Frequency counts for fat burning
"Above all, the most important element to fat loss is the frequency of exercise bouts during the week rather than a focus on a single workout," says Scott Danberg, MS, director of fitness at the Pritikin Longevity Center + Spa in Aventura, Florida. "Commitment to a daily 30-minute routine can be far more effective than an every-other-day routine that lasts 60 minutes." That's because, overall, these shorter but daily routines often total a greater amount of exercise time for the entire week. Plus, shorter workouts mean you can work out harder. "That's really important because the more intense your routine, the more fat you burn throughout the day," says Danberg
Pump it up
Harness the power of adding strength training, also called resistance training, using free weights, exercise bands, or machines, to your daily aerobic workout. "Muscles burn fat calories and maintaining muscle mass with strength training will allow your metabolism to hum along at a higher, fat-burning rate," says Danberg.
Set a new rate
"Challenge your heart rate during an aerobic workout by adding resistance and or speed," says Jen Cassetty, MS, ASMC, CSCS, a fitness expert and trainer in New York City. This is most easily accomplished by wearing ankle weights when jogging, biking, walking or on the stair machine. "Start by using 3 to 5 lb. weights on each ankle and walk, jog, etc. slowly for 5 to 10 minutes. Increase your speed for 1 to 3 minutes, and then decrease your speed for 5 to 10 minutes. Continue slowly decreasing until you come to a stop," says Cassetty.
Go for the gold
Olympians have tapped into several tricks to burn fat and maintain the lean muscle mass needed to train at the highest level of competition. Aniela and Jerzy Gregorek fitness coaches in LA, world weightlifting champions and founders and head coaches of the UCLA weightlifting incorporate these gold medal-winning tricks to stay at the height of their sport and "churn the burn."
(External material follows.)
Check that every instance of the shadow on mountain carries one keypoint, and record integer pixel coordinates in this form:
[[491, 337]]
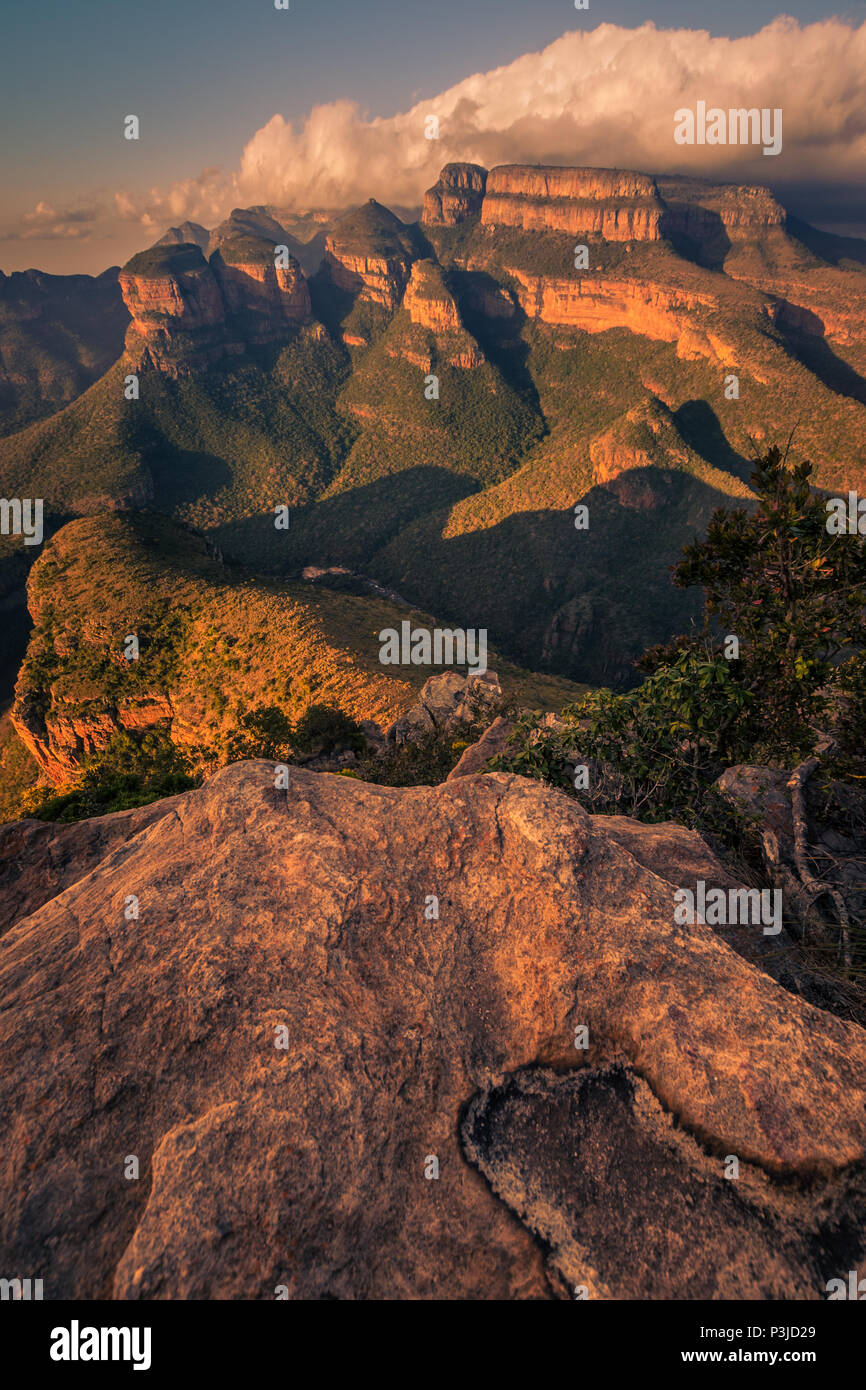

- Speed lift. Use light hand weights and do several (about 15) quick repetitions. This type of exercise not only builds more muscle and burns more fat, but when done with the right breathing techniques, helps to produce chemicals that enhance weight loss.
- Use "Olympic breathing." This is a technique adapted from Olympic weightlifting training. Inhale before the rep, hold your breath while doing rapid repetitions, and then exhale. This is not recommended when lifting heavy weights.
- Do quick explosive movements. When you do repetitive endurance exercise, such as jogging on a treadmill or stationary biking, you end up burning muscle for energy and wear out your joints. Instead, do wind sprints, fast pedaling, or speed lifting--making use of quick, explosive movements. Such power workouts ramp up your metabolism and burn fat instead of muscle.
Just move – even when not exercising
Danberg says staying active throughout the day – not just during your workout – will increase the fat calories you burn. "The secret is to avoid being an exerciser who is relatively sedentary before and after a workout," he says. If you're at work, get up from your desk chair every hour or so and walk around the office. Or climb the stairs at home for 10 minutes a few times a day. "Just getting up is beneficial. While talking on the phone stand, move in place or walk over to a window. Every step counts," says Danberg.